Gov. Michelle Lujan Grisham heralded the efforts of law enforcement and stated that New Mexicans should expect this type of collaboration “in any context.”

“This is the kind of work, this collaboration, that yields real results. This is law enforcement and all partners at their best. It is what the state and this community both deserve and should expect in any context.”

–Gov. Michelle Lujan Grisham, Aug. 9, 2022

Grisham vowed to continue using “all of the state resources” “until every single member of every single community, particularly the Muslim community, are clear about their safety, wherever they are in this community, wherever they are statewide. And that that sense of community and public safety, that focus, is the focus that we will bring to bear on all issues around the state.”

Grisham called for “clarity of purpose and effective leadership” “to make sure that we improve and create the kind of public safety environment, no matter the threat, that every single family in Albuquerque, and every single person and family in New Mexico deserves.”

For those who are aware of the other 100-plus murders that have devastated families in Albuquerque this year, the promises of the governor should not be taken literally.

There is one factor and one factor only that warranted the multi-agency partnerships that brought Syed to justice, and it is not a factor that “every single person and family in New Mexico” will receive if one of their loved ones is murdered.

The media and politicians wanted to believe these murders were motivated by hate.

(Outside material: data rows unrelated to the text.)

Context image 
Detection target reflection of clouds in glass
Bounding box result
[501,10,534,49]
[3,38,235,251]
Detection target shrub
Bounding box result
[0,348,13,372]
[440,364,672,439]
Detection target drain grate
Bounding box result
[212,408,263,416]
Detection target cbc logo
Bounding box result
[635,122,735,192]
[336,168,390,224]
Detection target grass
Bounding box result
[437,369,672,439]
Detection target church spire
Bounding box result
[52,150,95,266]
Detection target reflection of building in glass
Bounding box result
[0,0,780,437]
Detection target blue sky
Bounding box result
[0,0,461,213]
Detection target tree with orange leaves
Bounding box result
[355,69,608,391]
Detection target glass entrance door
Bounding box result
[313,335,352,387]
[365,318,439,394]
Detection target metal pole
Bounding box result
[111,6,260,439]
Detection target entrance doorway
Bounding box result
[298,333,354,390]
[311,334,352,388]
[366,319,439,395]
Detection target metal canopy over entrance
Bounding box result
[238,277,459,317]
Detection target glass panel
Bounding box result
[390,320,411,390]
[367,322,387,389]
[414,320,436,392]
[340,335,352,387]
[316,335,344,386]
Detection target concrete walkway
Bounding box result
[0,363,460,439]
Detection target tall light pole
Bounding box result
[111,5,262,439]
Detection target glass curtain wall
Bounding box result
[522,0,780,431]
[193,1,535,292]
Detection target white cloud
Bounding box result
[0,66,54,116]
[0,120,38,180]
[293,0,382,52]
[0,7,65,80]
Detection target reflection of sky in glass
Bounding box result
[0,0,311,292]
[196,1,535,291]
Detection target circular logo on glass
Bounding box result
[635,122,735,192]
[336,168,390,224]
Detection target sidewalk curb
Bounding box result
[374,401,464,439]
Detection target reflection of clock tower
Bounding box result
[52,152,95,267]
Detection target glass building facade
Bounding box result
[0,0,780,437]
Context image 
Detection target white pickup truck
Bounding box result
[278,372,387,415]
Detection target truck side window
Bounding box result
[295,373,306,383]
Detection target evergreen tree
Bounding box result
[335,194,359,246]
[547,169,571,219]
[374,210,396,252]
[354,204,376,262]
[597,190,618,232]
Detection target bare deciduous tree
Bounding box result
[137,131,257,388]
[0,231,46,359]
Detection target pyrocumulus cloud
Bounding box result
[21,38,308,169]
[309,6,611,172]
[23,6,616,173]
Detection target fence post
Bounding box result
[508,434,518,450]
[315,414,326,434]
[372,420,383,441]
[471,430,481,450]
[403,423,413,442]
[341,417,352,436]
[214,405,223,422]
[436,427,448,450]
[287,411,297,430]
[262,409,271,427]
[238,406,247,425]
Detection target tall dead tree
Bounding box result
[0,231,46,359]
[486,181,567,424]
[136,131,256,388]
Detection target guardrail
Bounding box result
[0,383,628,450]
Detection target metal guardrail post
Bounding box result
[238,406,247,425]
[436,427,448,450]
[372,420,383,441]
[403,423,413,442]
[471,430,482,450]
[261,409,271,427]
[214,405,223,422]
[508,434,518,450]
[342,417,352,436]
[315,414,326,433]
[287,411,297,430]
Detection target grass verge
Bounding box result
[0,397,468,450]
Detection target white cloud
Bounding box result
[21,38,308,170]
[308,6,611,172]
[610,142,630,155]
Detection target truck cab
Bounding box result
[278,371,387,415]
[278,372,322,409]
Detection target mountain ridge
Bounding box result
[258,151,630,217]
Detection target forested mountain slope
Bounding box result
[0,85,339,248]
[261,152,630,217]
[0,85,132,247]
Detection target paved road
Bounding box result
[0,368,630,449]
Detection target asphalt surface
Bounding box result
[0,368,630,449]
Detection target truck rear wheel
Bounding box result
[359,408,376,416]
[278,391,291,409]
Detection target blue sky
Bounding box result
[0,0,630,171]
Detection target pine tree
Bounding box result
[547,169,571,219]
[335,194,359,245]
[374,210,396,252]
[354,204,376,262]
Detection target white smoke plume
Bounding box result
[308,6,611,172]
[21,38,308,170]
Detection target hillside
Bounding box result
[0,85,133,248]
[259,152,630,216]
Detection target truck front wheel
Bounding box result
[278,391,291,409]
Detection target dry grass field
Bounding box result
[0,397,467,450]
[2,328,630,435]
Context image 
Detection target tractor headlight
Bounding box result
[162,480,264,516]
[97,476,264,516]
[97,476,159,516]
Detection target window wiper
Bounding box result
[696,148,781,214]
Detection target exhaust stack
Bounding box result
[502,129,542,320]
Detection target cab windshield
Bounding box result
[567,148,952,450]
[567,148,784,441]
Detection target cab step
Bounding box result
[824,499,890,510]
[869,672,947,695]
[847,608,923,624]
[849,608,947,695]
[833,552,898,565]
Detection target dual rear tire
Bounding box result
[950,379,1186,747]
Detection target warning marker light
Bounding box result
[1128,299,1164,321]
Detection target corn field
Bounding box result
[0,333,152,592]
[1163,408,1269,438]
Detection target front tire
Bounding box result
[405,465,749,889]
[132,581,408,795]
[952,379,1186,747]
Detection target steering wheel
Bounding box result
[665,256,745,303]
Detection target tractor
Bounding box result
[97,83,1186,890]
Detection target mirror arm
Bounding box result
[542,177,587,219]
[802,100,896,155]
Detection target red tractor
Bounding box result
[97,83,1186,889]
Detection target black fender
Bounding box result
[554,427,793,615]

They weren’t, which is why the next murder won’t receive anywhere near the same attention, either from the media or law enforcement. The perpetrator was Muslim, not White. He was Afghani, not a right-wing militia member. Which is why this story’s moment on the national stage is over.


The Albuquerque Journal editorial board on Tuesday wrote that “It’s encouraging to see a swift and coordinated effort by law enforcement to solve these cases and protect the city’s Muslim community.” Many rightfully disagree. It is actually discouraging that local and state leaders are only willing to employ the full force of their agencies when the victims are Muslim and the perpetrator is assumedly not.

Everyone should be thankful that Syed was captured, but no one who isn’t of this minority community should be comfortable with the way “justice” was administered.

It would encouraging if there was a “swift and coordinated effort by law enforcement” to solve every murder, regardless of the manufactured political narrative surrounding the slayings. It would be encouraging if Michelle Lujan Grisham gave a press conference for every murder victim in New Mexico. It would be encouraging if the governor believed her own words when she says New Mexicans should expect this type of coordinated effort “in any context.”

We don’t, because we understand the game.